On a pretty decent 1st day batting deck at Chinnaswamy last year, South Africa had capitulated. None had seized the opportunity, except one. AB de Villiers lived up to the cheers of the local fans. He stepped out when it was flighted, he went across when it straightened, he went back when it was short; he scored runs when no one looked like scoring.
I sat in the stands and watched him play one shot after another, each better than the last. He scurried with ease and strolled with intent. The authority he displayed, the freedom he enjoyed was all pure class. It seemed like he was determined to provide the joy of the game that everyone desired.
But two months later, the name AB de Villiers evokes a much more painful feeling than charm. Not because he scored a duck at the Wanderers; had he not scored a run for months no one would fret as much as much they do now, after he contemplated on his career. He has dug a hole in every cricket fan’s heart with what he had to say. Uncertainty erodes the heart more.
“I’ve found myself on the pitch in the past few years, every now and then, not enjoying myself as much as I should be and that raises concerns”, he said during his first press conference as South Africa’s Test captain. He went on to say, “There are big tournaments going on around the world and some of them you cannot ignore because financially they make a huge difference in our lives. International cricket is the main one you want to play and one or two things will have to change in order for that to happen.”
It isn’t a mere statement. It’s a portent which will hurt us very soon.
Too much cricket is cruel, so cruel that we might end up not savouring what AB de Villiers intended to offer us. It isn’t in doubt anymore that the sport is killing the sportsman it had brought up. As fans, what we desire day in and day out, is depriving us of what a player is able to offer us on a longer term. If we eat like gluttons today, we may have to starve tomorrow.
There is no use in masquerading. The ICC needs to look inwards and reinvent itself to evade a crisis which might soon gobble up the game (if it hasn’t already). The shorter format of the game not only provides glamour to the fans, but is also more than capable enough to look after the aging stars and feed the younger breed. It offers money to the players and time to the fans. What will the ICC do in return to keep the red ball in play? We may have to wait but hopefully not longer.
On the same day it also amazed me as to how big a gap in class he had managed to widen between him and the rest. And the rest included a certain Hashim Amla. It is grotesque to speak of Amla sans class, but on that day it seemed ABD had built a bridge so long that anyone on the other side could hardly be seen. Did de Villiers feel the same? I’m not sure.

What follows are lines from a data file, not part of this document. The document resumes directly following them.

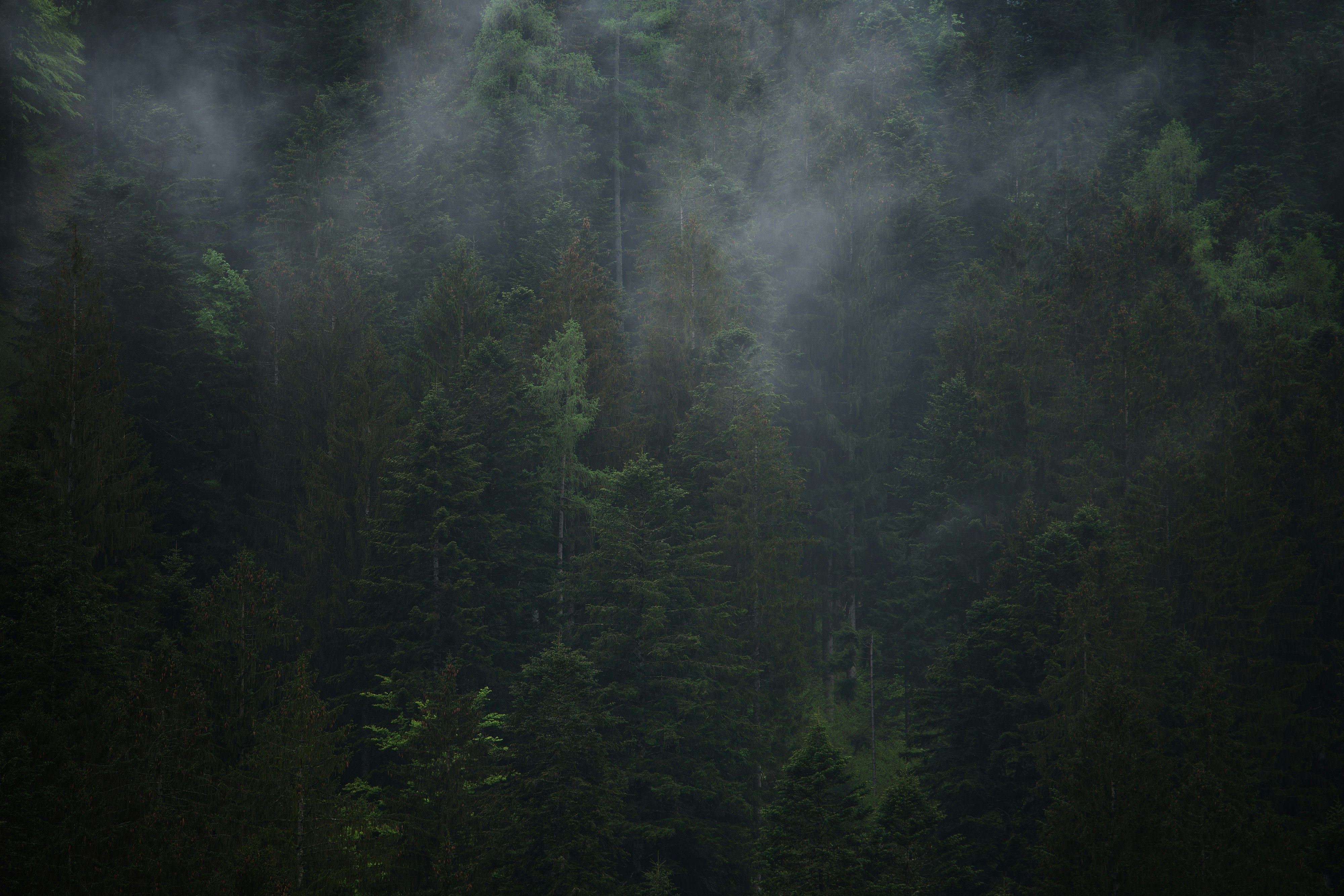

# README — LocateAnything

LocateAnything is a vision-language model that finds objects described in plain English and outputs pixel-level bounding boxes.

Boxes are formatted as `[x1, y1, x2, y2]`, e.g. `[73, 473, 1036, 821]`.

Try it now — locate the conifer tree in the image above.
[187, 551, 298, 767]
[757, 721, 870, 896]
[866, 772, 969, 896]
[528, 220, 636, 467]
[560, 455, 753, 887]
[496, 645, 624, 896]
[531, 318, 601, 596]
[371, 665, 499, 893]
[17, 234, 149, 563]
[415, 238, 505, 388]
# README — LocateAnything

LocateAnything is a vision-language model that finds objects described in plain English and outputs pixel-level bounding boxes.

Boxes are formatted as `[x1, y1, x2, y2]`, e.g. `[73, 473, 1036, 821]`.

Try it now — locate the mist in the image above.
[0, 0, 1344, 896]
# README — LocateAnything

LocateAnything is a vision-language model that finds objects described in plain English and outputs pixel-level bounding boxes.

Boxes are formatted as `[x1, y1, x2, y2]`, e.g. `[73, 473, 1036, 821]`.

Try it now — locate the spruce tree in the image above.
[17, 234, 151, 563]
[531, 318, 601, 607]
[757, 721, 870, 896]
[496, 645, 625, 896]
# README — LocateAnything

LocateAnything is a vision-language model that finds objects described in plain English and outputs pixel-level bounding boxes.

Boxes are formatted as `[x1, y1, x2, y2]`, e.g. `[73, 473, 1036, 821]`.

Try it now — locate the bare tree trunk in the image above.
[612, 28, 625, 289]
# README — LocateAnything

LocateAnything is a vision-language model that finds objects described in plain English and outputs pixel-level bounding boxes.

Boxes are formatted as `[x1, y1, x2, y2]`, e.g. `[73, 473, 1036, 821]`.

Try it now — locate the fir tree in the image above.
[757, 721, 870, 896]
[17, 234, 149, 563]
[496, 645, 624, 896]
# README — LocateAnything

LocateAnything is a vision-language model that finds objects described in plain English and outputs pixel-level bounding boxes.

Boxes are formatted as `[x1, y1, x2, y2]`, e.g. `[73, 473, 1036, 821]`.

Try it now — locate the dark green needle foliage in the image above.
[495, 645, 625, 896]
[0, 0, 1344, 896]
[757, 721, 870, 896]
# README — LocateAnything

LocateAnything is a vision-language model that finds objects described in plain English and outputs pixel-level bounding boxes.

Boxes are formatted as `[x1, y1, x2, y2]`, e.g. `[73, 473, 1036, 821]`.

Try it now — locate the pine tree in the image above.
[531, 318, 601, 602]
[757, 721, 870, 896]
[560, 455, 755, 888]
[528, 220, 636, 467]
[185, 551, 298, 767]
[370, 665, 499, 893]
[17, 234, 149, 563]
[415, 238, 505, 388]
[867, 772, 970, 896]
[496, 645, 625, 896]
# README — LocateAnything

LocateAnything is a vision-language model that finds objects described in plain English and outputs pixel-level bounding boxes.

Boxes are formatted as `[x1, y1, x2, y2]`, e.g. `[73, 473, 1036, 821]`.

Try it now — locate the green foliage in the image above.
[5, 0, 83, 121]
[496, 645, 624, 896]
[757, 723, 870, 896]
[0, 0, 1344, 896]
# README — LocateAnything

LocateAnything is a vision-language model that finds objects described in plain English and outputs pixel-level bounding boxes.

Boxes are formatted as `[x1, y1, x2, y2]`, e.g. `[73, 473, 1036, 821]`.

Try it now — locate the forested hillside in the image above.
[0, 0, 1344, 896]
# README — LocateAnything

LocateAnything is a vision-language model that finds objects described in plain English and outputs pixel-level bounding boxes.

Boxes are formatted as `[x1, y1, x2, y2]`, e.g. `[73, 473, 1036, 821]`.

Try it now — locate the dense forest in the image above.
[0, 0, 1344, 896]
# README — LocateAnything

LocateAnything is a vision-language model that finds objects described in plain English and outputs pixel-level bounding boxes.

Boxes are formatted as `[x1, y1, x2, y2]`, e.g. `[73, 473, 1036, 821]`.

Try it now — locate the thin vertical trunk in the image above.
[821, 551, 836, 713]
[612, 28, 625, 289]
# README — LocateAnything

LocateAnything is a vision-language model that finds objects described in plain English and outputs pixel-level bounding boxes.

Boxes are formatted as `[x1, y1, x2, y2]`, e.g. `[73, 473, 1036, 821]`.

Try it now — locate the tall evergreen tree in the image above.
[757, 721, 870, 895]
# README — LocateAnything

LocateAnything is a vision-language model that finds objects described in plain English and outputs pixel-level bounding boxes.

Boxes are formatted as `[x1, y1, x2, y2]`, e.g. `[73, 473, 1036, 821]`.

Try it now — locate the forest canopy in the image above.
[0, 0, 1344, 896]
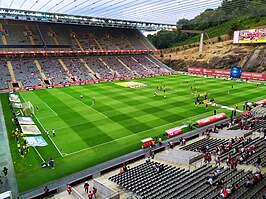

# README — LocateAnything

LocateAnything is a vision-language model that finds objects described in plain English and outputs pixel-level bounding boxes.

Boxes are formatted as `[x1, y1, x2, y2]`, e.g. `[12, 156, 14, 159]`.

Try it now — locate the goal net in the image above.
[23, 102, 34, 116]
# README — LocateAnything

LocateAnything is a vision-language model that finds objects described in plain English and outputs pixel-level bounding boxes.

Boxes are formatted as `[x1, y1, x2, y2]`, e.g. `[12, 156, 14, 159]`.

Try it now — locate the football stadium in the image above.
[0, 0, 266, 199]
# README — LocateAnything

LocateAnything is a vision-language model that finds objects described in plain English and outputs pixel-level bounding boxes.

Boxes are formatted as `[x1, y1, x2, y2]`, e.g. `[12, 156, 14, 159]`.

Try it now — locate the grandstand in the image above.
[0, 3, 266, 199]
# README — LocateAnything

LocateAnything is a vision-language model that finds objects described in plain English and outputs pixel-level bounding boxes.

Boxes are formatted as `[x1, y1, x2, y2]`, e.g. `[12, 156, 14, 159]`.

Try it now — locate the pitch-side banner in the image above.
[233, 27, 266, 44]
[197, 113, 226, 126]
[188, 67, 266, 81]
[165, 126, 182, 138]
[26, 136, 48, 146]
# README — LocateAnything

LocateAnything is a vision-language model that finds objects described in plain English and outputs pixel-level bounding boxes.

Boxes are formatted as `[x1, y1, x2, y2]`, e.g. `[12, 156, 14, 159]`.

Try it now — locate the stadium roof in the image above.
[0, 0, 221, 24]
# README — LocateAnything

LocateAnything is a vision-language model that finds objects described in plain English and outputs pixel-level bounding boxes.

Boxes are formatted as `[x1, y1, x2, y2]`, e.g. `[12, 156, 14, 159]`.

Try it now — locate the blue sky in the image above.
[0, 0, 221, 24]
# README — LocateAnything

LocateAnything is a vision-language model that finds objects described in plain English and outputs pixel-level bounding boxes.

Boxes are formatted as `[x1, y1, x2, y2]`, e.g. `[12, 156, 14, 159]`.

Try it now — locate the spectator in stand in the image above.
[67, 184, 72, 195]
[214, 178, 224, 187]
[88, 191, 93, 199]
[254, 155, 261, 169]
[207, 153, 212, 163]
[92, 187, 97, 198]
[83, 181, 90, 193]
[220, 187, 228, 198]
[244, 178, 253, 188]
[182, 137, 186, 145]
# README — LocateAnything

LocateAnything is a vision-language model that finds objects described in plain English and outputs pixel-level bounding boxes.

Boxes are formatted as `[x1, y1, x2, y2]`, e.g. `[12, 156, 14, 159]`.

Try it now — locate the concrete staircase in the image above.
[79, 58, 97, 80]
[71, 32, 84, 52]
[131, 57, 154, 74]
[90, 33, 103, 50]
[34, 60, 47, 79]
[7, 61, 16, 82]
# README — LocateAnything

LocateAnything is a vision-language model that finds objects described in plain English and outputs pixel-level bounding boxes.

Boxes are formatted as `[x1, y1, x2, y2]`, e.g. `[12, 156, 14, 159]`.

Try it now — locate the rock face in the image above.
[157, 41, 266, 73]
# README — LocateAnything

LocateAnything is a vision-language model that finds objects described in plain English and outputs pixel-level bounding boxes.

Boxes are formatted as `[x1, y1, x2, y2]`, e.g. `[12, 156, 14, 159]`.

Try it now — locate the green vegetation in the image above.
[0, 75, 266, 192]
[148, 0, 266, 49]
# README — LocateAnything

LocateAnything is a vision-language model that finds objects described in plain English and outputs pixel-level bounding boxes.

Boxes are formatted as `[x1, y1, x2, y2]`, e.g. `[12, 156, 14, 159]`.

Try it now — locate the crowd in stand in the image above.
[0, 55, 171, 89]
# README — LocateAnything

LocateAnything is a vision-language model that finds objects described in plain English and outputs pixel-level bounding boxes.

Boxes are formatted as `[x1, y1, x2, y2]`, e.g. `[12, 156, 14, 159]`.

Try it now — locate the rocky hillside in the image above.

One of the major problems that Sachin faced as a captain was that he expected everyone to be on par with him. It is also true that he couldn’t overcome that barrier; he struggled to motivate and failed to lead. After the defeat at Wanderers, I fear that might be happening to ABD as well. I would have reserved my thoughts had he not spoken at length of the difficulties he has to deal with, being a 360-day cricketer.
What then pricks my mind is why let a player of the class of ABD to grapple on the issues of leading a side when all he wants is to enjoy his game. When Amla quit there wasn’t a doubt in anyone’s mind of who was to lead. That seamlessness is indeed a positive sign, but they don’t necessarily need to go with the obvious choice.
Faf du Plessis is currently struggling to find form after a series of failures, but with six months to go for the next test series this is the right time to ask him to lead the side. Faf is going to be the backbone of South African batting line up, though this might not be the right time to say it.
Ganguly was not a great test batsman but he was a great leader. He always had the confidence of Dravid’s shield to defend when attacked, and Sachin’s class to march when needed. Faf will have the services of Amla and de Villiers on the field and off it too. There isn’t a doubt that he is a brave soldier and he will most likely make a good leader too.
What it does is allow AB de Villiers to be AB de Villiers. In letting him be himself, South Africa isn’t going to lose much as Faf can fill his shoes as a captain if given the responsibility. When AB de Villiers, the batsman, can provide you with pretty much everything needed of him, why let him ruminate on things that aren’t going to help his batting?
The least South Africa can do is to ask him to bat, and not keep or lead. Ask him to enjoy his cricket and not worry about it.